You are quite right. Not winning the Nobel in my lifetime is a thorn in my side. I still feel it, here in the dank sienna toned earth. If I can’t have the Nobel—and who is to say they won’t make an exception? 2017, the year the committee was roiled with a sex scandal could have been my year! If Jean-Claude had been able to keep his miserable putz in his pants The Nobel would have been mine!

I chose you, shaygets, to write my biography because I wanted a LEGACY! Which part of legacy did you not understand? Sure, sure, I joked at my eightieth birthday party, which, by the way, was studded with all the literary stars issuing lovingly crafted homages to my enduring influence. I was just joking, you know, in my favorite novel of all time, Sabbath’s Theater, when my most alter-egoish character, Sabbath, imagines his gravestone: “Beloved Whoremonger, Seducer, Sodomist, Abuser of Women, Destroyer of Morals, Ensnarer of Youth, Uxoricide, Suicide.” But now, because you also couldn’t keep your ridiculous little putz in your pants this is what people will think of me! I was merely being a “polyamorous humorist” [50]—thank you for at least getting that right!

“Roth would always have a weakness for vulnerable young women” [759]. Did you really have to say that? Projection, pure projection, and if I’d been able to read the galleys before dying I would have put “keep it to yourself” in red in the margins.

Now no one will read the magisterial, satisfyingly fat biography all embossed in gold with me on the cover, my thin ankle poking out of my nice suit, backlit, reflective posture a little like The Thinker. Classy, the whole book. And wonderfully well written. Which, now, only sharpens the thorn in my side. If the book had to be unprinted, could it not at least have been crappy? Damn it.

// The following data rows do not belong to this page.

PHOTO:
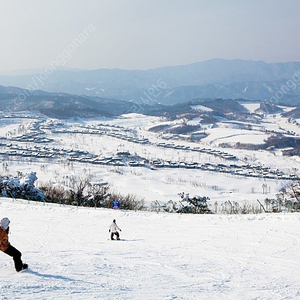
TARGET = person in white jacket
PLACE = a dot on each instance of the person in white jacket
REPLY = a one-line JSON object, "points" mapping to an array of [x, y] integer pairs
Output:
{"points": [[113, 229]]}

Bailey, you’ve ruined me. But perhaps, like Frankenstein, I’ve created the monster who slayed me.

Philip Roth

That’s what I imagine Roth would have said to Bailey. What would he say to Nadel? Of that, I am not so sure. Nadel’s Roth is angry, vengeful, manipulative, and not very different from many of his own literary creations. But Roth would have appreciated Nadel’s comprehensive research, and this thoughtful book bursting with insight. Nadel combed through zillions of letters, drafts housed at the Library of Congress, interviews, memoirs, and of course Roth’s more than thirty works themselves. I suspect Roth would have relished the psychoanalytic approach Nadel adopts.